직함: Holistic cloud security from code to cloud
Just over two years ago I moved to a new area, cloud security, when I going the startup company Lacework with the aim of building out a code security offering to complement the cloud workload (runtime) security offering they were based on. In this talk I will tell you about some the fascinating program analysis problems and solutions that I bumped into, both for static (code) analysis and for runtime analysis. I’ll describe the the challenges that arise when attempting to scale static analysis to many customers, the unusual uses of dynamic analysis I’ve observed, and how having an a holistic approach that mixes different analysis signals can lead to greater accuracy.

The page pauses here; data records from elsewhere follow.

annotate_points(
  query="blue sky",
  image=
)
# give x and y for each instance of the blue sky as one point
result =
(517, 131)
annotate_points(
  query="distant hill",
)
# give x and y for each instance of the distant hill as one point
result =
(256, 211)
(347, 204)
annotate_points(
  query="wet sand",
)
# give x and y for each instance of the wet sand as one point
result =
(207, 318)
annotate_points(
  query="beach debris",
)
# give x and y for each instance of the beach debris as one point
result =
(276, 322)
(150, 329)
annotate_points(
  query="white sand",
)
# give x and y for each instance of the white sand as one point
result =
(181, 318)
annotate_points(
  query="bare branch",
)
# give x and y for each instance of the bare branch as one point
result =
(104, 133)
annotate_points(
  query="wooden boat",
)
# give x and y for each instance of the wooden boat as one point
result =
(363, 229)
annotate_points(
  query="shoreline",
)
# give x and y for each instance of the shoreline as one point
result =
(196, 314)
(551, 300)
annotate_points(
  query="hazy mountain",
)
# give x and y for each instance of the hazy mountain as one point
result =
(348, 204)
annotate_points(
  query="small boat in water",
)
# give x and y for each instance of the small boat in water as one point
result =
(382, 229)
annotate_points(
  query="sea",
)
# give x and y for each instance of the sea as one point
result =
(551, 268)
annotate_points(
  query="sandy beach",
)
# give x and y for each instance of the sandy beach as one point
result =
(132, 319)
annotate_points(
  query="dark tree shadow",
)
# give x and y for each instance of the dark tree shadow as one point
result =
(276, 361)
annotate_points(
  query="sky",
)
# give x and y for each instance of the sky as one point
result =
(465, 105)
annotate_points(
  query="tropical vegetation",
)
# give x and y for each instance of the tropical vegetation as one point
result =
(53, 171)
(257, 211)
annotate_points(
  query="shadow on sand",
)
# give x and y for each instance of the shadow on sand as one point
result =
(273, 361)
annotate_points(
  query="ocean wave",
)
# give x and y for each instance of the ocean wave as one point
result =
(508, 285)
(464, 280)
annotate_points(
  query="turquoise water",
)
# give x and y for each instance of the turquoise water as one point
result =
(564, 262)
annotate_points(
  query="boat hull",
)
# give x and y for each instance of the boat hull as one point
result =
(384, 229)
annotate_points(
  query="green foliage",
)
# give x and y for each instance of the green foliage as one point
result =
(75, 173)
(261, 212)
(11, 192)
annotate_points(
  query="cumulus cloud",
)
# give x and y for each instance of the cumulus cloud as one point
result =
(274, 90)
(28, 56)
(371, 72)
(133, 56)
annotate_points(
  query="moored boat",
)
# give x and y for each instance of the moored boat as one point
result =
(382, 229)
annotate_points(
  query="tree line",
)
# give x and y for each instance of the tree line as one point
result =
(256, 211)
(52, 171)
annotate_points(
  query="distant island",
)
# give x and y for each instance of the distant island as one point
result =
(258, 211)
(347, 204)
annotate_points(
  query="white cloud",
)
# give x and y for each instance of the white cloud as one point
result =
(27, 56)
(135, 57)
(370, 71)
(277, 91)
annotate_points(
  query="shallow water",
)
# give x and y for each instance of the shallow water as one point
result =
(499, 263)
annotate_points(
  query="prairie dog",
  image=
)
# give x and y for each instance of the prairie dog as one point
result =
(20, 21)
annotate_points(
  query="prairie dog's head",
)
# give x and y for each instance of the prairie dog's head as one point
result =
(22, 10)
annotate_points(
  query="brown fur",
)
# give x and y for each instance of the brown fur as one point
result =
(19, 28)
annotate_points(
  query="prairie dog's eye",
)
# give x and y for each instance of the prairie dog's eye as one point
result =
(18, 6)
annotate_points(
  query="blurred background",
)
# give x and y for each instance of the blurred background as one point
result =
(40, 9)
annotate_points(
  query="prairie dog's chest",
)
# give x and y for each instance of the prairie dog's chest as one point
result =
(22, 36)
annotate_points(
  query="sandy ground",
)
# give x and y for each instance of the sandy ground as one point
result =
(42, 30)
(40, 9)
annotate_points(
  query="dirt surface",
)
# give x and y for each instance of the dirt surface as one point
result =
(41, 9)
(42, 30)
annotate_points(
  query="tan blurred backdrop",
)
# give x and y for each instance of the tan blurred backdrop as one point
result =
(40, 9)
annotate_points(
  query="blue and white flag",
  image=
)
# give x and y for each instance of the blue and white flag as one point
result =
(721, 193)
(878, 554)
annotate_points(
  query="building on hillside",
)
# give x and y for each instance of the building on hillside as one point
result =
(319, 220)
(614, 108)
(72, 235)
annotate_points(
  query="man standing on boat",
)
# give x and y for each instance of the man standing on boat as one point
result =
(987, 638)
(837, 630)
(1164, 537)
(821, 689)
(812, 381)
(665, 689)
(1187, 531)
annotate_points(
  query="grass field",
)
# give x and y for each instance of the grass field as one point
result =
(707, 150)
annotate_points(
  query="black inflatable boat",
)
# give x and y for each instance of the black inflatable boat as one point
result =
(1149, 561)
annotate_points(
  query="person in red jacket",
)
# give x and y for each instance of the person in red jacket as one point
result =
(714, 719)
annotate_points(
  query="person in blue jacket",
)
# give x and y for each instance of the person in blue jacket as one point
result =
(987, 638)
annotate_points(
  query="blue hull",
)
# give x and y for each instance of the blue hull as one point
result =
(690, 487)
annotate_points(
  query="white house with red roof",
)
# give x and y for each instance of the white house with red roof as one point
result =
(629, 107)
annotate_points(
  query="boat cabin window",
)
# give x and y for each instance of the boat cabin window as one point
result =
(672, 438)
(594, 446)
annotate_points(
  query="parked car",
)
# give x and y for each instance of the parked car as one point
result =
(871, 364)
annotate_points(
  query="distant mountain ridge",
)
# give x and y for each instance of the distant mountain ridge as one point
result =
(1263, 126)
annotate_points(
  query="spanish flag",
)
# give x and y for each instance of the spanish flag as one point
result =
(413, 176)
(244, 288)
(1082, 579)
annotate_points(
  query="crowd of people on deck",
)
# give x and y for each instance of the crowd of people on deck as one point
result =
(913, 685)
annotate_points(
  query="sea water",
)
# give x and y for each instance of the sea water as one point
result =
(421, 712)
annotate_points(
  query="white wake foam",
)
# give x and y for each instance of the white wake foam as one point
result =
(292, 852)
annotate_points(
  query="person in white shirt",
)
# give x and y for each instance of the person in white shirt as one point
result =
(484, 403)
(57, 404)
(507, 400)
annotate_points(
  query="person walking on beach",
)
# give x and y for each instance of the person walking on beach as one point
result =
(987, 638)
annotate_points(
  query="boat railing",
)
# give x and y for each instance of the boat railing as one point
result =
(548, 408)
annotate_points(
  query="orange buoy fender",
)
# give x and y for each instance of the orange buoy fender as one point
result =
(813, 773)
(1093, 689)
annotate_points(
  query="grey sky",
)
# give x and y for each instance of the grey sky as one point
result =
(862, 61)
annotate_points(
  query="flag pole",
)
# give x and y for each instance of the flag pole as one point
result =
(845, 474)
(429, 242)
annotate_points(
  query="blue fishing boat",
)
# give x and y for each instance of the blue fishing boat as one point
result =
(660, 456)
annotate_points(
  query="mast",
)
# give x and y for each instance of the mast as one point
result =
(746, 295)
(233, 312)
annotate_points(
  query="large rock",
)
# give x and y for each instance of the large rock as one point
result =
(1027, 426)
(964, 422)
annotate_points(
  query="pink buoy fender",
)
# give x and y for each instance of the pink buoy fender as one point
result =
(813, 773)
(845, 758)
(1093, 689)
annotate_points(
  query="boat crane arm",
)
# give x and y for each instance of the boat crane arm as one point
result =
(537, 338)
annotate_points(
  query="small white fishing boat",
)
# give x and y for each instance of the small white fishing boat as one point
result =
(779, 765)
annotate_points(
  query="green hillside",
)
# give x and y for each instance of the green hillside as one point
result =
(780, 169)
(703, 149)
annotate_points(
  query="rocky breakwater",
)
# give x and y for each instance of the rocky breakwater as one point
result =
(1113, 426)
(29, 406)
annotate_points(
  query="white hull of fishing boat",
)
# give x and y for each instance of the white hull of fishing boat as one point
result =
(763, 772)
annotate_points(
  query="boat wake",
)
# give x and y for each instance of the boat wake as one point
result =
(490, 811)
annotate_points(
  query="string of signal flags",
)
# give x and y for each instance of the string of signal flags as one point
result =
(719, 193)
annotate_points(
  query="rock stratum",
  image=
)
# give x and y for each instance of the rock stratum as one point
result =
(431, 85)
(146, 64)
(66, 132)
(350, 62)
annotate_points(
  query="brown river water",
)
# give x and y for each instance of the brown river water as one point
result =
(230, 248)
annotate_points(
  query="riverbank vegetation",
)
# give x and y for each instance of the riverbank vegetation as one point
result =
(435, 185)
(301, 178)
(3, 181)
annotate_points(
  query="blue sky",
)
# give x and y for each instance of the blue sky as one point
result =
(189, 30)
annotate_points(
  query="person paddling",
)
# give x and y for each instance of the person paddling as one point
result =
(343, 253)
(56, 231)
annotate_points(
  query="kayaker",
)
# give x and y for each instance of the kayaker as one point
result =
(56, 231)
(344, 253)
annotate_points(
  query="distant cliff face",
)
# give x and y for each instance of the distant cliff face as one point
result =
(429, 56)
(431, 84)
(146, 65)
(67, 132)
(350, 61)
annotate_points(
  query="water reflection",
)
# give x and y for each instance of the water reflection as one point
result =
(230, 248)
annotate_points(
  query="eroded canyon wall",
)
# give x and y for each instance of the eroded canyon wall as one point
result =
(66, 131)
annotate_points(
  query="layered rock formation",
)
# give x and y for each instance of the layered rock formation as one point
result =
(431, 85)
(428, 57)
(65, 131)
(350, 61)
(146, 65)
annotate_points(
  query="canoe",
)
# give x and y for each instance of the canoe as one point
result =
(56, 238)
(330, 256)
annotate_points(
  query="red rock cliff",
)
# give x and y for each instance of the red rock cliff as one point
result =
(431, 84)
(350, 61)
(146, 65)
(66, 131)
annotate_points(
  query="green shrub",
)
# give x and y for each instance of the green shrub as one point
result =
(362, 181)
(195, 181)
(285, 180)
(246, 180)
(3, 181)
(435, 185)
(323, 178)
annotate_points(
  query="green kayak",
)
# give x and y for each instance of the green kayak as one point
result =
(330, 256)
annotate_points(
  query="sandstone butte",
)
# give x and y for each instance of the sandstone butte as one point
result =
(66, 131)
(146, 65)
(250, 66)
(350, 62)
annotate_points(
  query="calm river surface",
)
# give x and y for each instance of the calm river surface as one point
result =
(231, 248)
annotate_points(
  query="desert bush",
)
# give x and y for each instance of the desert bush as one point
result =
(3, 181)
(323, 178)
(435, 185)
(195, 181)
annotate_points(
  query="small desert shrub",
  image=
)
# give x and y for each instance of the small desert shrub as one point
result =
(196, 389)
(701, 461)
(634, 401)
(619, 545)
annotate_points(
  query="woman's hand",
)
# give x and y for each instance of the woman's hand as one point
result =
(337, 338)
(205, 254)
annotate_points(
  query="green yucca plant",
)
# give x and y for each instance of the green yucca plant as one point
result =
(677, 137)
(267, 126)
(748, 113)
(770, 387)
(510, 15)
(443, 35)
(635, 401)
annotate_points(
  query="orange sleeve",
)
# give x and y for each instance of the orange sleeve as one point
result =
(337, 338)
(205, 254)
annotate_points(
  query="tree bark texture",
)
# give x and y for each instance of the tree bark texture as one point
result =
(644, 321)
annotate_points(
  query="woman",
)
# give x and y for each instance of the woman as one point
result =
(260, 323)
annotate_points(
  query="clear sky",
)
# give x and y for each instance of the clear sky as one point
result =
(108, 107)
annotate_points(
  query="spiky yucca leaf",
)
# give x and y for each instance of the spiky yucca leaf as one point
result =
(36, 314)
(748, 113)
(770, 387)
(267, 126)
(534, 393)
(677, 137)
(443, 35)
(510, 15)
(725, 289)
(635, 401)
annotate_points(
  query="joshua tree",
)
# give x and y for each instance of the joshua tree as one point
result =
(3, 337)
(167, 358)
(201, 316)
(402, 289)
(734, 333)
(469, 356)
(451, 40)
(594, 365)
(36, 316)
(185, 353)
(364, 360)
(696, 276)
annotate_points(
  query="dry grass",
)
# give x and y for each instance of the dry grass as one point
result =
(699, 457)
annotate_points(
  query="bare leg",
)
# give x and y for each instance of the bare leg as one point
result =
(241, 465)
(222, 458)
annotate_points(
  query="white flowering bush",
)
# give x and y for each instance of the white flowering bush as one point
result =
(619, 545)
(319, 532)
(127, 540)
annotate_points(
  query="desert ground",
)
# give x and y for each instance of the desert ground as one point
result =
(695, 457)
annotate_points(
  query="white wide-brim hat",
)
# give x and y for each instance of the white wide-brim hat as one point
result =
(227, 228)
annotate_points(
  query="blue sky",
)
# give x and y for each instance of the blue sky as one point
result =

The talk won’t be too technical: it’s more experience report than technical novelty, and will mainly contain a mixture of observations and demos.
He is a Professor of Computer Science at University College London and an Engineer at Lacework. He likes to think that fundamental theory, tool development and application can and even should play off one another via mutual feedback in computer science.
He is best known for separation logic, a theory he developed with John C. Reynolds that unearthed new domains for scaling logical reasoning about code. He was awarded twice a Most Influential POPL Paper Award. With Stephen Brookes, Carnegie Mellon University, he was co-recipient of the 2016 Gödel Prize, for the invention of Concurrent Separation Logic.